Compute Clusters

General Information
Usage
- Job Queueing System
- Job submission
Scratch data space
Development Tools
Hardware

General Information

At the moment the following compute clusters are available:

Cluster	Nodes	CPUs	Clock	Cache	Memory
WAP/ITP	43+2	2x6 Xeon E5-2640	2.5 GHz	16 MB	64GB
WAP/STP	27+2	2x6 Xeon E5-2640	2.5 GHz	16 MB	64GB
SFB	20+4	2x6 Xeon E5-2640	2.5 GHz	16 MB	64GB
CRC	9	2x10 Xeon E5-2640 v4	2.4 GHz	25 MB	128GB
BuildMona	35	2x4 Opteron 2376	2.3 GHz	512 kB	16GB
For 877	7	2x4 Xeon E5430	2.7 GHz	12 MB	16 GB

The WAP/ITP, WAP/STP compute clusters can be used by any regular ITP member.
For a user account or scratch data space ask mailto:helpdesk@itp.uni-leipzig.de

See our performance monitoring page.

Usage

The compute cluster resources are managed by (SLURM) – the Simple Linux Utility for Resource Management queueing system. Please take a look on the SLURM cheat sheet for an overview.

Job Queueing System

Jobs can be submitted from the frontend servers

kreacher.physik.uni-leipzig.de
dobby.physik.uni-leipzig.de (CQT)
emmy.physik.uni-leipzig.de (STP)
stark.physik.uni-leipzig.de

Partitions

partition	description
default	Routing queue to batch
batch	common execution queue, limited to 2 days
bigmem	execution queue for large memory calculations
gpu	jobs that use GPUs
student	execution queue for students

Common Commands

Resource Manager

The top commands are sufficient for basic use of the compute clusters.

sbatch submit a new job

scancel delete a job

sinfo show queue and job status

Refer to the SLURM documentation for detailed information: SLURM online documentation

Job submission

Typically a job file is used to describe a job. These are simply shell scripts with slurm directives in the form of comments.

Scalar Jobs

To submit a simple scalar job, that can run for a day create a file scalartest.job

# execution queue
#SBATCH -p batch
# one node:
#SBATCH -N 1
# maximum number of tasks per node:
#SBATCH -n 1
# estimated time (hh:mm:ss):
#SBATCH -t 24:00:00
# file for error messages
#SBATCH -e scalar.stderr
# file for normal output
#SBATCH -o scalar.stdout
cd /home/user/scalar
scalartest

and submit it using

sbatch scalartest.job

The line beginning with #SBATCH marks a SLURM directive, see man sbatch for reference on available options.

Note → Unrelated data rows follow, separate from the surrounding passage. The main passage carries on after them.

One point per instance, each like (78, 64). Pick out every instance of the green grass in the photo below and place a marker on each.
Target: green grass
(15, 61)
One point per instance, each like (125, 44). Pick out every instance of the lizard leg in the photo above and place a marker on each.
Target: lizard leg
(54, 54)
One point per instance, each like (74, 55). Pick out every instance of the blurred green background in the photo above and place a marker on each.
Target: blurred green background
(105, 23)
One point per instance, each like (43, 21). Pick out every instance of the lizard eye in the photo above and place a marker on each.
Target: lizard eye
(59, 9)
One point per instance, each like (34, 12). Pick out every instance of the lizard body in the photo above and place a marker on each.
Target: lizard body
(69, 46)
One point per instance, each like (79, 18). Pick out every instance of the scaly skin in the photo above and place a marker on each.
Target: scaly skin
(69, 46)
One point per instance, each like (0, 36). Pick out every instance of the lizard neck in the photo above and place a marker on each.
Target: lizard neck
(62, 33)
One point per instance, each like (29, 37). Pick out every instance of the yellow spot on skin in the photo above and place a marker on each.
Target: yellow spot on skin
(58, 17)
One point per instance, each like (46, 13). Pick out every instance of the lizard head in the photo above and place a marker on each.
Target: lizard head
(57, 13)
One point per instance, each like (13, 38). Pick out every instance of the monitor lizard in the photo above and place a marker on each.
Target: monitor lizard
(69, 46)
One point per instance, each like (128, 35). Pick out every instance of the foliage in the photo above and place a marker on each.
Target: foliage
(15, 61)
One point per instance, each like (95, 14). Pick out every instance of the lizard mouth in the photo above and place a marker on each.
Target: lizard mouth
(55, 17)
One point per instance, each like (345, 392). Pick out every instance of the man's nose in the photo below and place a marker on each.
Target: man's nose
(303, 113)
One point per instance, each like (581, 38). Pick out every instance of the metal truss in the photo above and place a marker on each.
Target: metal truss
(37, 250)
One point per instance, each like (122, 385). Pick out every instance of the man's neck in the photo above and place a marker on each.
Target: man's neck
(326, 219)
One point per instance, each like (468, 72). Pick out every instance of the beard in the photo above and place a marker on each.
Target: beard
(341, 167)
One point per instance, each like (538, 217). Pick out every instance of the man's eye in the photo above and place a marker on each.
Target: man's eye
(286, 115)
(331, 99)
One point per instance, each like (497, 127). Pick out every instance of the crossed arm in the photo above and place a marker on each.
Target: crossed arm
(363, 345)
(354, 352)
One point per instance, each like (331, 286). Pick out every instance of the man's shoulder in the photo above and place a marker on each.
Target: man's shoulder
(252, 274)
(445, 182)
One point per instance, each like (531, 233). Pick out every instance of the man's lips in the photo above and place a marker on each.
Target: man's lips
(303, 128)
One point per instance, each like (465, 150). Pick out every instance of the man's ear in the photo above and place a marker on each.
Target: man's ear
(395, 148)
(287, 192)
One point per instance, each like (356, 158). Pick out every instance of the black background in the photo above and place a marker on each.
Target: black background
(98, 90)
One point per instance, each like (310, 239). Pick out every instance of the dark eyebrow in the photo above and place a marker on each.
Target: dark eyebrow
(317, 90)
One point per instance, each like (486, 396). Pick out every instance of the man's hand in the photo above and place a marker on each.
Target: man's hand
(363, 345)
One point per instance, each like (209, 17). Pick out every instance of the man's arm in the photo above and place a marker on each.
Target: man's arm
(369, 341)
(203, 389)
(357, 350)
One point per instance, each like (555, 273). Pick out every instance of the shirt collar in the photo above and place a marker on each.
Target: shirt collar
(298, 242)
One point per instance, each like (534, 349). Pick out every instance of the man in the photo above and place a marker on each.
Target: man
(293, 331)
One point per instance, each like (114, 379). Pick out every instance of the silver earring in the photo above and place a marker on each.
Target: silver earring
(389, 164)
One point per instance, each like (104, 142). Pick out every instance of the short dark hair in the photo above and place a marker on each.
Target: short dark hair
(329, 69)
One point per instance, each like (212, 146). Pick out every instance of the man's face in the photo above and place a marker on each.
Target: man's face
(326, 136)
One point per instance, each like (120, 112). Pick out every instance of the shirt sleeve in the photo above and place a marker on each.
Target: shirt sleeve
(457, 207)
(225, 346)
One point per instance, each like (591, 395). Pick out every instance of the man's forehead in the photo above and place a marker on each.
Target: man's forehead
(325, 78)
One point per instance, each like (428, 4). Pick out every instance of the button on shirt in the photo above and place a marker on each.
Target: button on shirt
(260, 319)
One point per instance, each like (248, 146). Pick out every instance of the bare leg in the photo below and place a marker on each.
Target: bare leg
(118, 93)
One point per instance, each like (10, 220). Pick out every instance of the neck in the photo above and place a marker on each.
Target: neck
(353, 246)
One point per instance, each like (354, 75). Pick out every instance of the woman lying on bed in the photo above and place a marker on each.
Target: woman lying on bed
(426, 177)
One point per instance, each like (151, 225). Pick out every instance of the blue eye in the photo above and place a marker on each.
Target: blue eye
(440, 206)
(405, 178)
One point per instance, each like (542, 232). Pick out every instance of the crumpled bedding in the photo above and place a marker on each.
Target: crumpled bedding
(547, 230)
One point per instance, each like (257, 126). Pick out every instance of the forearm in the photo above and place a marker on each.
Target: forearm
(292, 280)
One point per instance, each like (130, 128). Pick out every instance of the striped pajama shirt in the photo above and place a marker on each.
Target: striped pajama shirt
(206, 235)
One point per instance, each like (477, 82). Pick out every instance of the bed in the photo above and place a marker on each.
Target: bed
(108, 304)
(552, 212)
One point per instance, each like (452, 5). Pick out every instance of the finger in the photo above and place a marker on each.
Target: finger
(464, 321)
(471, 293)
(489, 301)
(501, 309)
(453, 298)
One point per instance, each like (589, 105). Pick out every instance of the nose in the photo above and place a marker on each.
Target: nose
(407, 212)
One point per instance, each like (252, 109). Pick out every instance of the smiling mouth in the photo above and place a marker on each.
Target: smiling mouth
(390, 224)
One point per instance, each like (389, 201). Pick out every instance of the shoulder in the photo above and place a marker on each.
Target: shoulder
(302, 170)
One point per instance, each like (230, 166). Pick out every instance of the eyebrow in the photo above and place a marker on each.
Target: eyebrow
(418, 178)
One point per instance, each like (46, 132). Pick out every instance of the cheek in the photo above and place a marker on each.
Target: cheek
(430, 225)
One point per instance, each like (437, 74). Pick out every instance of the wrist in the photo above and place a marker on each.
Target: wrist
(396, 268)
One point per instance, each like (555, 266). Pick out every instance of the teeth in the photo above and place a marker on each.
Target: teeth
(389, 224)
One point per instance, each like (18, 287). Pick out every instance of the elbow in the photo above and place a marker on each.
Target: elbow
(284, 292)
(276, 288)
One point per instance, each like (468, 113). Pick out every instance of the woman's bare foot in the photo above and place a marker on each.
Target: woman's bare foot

Multiple options may be given per line. Here the following is done:

-p batch selects nodes from that partition for the jobs
-N 1 or --nodes 1 selects a single node
-n 1 or --ntasks 1 selects a single task, wich defaults to a single CPUs
-t 24:00:00 or --time 1-00 allocates one day of runtime
-e <error file> and -o <output file> redirects the standard output streams to these files

Without any of those settings, the job would run as well (on the default partition though), with default resources (single CPU with 2GB of RAM for 3 hours, check scontrol show partitions)

This script executes the programm scalartest on one node of the queue batch. In this case, resource allocation could also be skipped, as it mostly corresponds to the default resource allocations that any job gets.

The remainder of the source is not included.